We ride the bus back from Target. I talk with Sam and another advisee (probably in Spanish) about speaking Mam. Sam speaks it, the other advisee, Grace (also from Guatemala), does not. I don’t fully understand what this means.
I make my advisory, The (one time) Crazy Ghosts, tell me their favorite song in hopes of making an advisory playlist (This doesn’t happen). Sam’s favorite song (at the time) is “Scary Sprites and (something else)” by Skrillex. In what will be the first of many “I Am Old” moments, I recognize the name Skrillex but am unsure whether it is a person or a band. I make a mental note to Google it later. (Update: Skrillex is a man)
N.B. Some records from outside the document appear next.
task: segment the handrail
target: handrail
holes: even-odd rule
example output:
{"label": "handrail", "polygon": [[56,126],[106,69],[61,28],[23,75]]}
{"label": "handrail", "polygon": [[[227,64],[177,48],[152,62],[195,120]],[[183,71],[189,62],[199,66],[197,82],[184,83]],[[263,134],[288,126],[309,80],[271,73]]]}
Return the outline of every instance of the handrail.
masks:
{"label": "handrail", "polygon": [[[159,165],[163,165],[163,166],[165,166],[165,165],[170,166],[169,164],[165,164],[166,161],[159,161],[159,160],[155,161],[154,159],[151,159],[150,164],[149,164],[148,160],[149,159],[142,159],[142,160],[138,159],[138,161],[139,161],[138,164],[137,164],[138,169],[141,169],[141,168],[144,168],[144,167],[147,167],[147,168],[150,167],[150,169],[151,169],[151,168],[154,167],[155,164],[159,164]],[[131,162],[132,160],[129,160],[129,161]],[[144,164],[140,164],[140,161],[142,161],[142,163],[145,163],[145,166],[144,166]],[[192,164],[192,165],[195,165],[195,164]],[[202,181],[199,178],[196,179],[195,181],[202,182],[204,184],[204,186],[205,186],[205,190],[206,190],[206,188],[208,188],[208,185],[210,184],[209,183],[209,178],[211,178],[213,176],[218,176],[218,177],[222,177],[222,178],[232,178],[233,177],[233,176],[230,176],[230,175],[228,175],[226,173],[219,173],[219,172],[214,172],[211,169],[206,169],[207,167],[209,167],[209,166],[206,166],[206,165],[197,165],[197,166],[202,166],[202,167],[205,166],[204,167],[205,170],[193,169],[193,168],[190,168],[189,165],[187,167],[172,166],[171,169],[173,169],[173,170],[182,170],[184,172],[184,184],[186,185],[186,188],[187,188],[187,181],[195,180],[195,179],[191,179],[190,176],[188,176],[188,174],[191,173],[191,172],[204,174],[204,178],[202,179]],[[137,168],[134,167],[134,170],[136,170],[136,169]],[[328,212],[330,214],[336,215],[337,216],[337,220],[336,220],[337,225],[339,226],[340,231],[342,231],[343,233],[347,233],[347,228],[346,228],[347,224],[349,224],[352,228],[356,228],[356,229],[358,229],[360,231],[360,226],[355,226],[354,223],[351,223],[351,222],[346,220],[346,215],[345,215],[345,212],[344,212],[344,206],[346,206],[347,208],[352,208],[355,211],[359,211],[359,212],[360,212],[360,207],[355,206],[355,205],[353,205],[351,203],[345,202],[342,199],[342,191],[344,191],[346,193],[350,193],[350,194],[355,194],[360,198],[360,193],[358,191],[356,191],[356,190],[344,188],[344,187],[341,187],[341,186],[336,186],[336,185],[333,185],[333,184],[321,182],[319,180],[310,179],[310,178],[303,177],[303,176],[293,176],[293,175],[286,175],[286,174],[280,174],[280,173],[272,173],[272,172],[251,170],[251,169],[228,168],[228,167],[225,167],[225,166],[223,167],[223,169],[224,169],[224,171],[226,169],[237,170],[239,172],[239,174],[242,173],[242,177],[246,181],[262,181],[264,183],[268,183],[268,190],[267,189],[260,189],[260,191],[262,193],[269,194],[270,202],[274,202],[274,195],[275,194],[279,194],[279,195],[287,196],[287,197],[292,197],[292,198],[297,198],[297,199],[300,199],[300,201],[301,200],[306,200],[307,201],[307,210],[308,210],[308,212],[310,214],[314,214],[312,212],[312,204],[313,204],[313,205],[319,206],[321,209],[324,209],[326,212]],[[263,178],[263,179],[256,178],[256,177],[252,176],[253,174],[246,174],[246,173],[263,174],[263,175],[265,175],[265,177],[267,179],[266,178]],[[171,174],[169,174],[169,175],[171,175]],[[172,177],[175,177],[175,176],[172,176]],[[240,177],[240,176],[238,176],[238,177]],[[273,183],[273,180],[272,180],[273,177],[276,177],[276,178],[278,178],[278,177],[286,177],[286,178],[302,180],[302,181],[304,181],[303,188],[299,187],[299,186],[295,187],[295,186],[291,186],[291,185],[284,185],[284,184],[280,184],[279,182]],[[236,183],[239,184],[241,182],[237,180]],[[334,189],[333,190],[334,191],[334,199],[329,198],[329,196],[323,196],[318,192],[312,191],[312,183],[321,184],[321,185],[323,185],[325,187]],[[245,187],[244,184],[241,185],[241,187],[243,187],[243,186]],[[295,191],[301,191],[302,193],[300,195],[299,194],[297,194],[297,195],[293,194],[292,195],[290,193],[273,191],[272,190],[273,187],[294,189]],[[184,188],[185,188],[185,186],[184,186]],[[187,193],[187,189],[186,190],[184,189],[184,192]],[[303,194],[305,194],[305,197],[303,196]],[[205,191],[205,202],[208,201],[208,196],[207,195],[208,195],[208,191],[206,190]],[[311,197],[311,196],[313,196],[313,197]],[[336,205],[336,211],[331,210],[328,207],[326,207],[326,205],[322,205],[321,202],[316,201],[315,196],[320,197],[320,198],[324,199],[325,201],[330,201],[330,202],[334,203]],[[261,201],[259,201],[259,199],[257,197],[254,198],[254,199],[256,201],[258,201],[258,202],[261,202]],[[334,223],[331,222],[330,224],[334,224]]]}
Many times, Sam wanders into my classroom a few minutes before first period and helps to take down chairs. When you’re new, being early to first period is probably better than being alone.
At some point, Sam stops coming to school. I call home, but am only able to reach Mom a few times and with limited results. I see his name on a Wellness referral. I leave a folder for him during Portfolios, which remains empty.
We switch the order of our classes at the semester. Sam’s first period (my class) becomes his last period and vice versa. At some point (March? April?), after many months away, Sam randomly wanders back into my class. Cristina, who was in Sam’s class (originally first period, now last period), but switched back to first period, recognizes him. “What are you doing here, maje?” (I’m pretty sure she says it all in Spanish, despite being one of the better English speakers in the class) I send Sam to English class, not thinking to check in with him. I ask him how he’s doing at the end of the day. He says “fine”. I don’t see him again for a month.
3 of my advisees, including Sam, get SARBed.
We plan an SST for Sam. I call Mom. No one picks up. We hold the SST anyway.
I’m in the office during prep (probably forgot to take attendance again) and I see Sam and his mom. I crouch by his chair and ask how he’s doing. He says he’s moved. I write down Sam’s address and phone number (I later find out that I accidentally wrote Sam’s number under another advisee’s name. Oops). Sam asks someone in the office, in English, if his mom can go home. They don’t hear him so he asks again in Spanish.
A few days before the school year starts, I see Sam’s name on my advisory list, but not my class list. He gets transferred to another advisory where there is another Mam speaker. I go to give his Portfolio to his new advisor, except that there’s nothing to give.
Sam comes back on the first day of school. He looks happy. I grab him outside class and write down his actual phone number.
Sam walks into my classroom, most likely stalling on his way to actual class. Another student jokes with him about something inappropriately adolescent. They leave to go to actual class.
Another teacher and I talk with Sam about being 18 and whether he’ll be back in school next year. We push for him to come back.
I hear another teacher pull Sam aside for ridiculousness in the halls (my words, not theirs). I wonder if this is a phase that he was supposed to go through last year. I hope he grows out of it quick.
The other team calls a flock of students, including Sam, to the stage during the end of year assembly. The other students walk up. I don’t see Sam. I worry that he’s stopped coming to school again. The other team reads Sam’s achievements and calls his name again. Heads turn. Sam walks down the aisle quickly. I think I see a sheepish grin on his face. I chide myself for doubting him.
 Not their real name. Obvio.
 The 18 students that I am responsible for supporting socioemotionally. Like a homeroom.
 A Guatemalan indigenous language.
 Students can be referred to the school Wellness center for a wide rage of health-related issue. All public high schools in our district have them.
 Vaguely Salvadorean for “dude”.
 Students who are truant are referred to the Student Attendance Review Board (SARB). This is an intervention along the spectrum of truancy intervention.
 Student Success Team (meeting). The student, teachers and other people who care about the student talk about how best to support the student.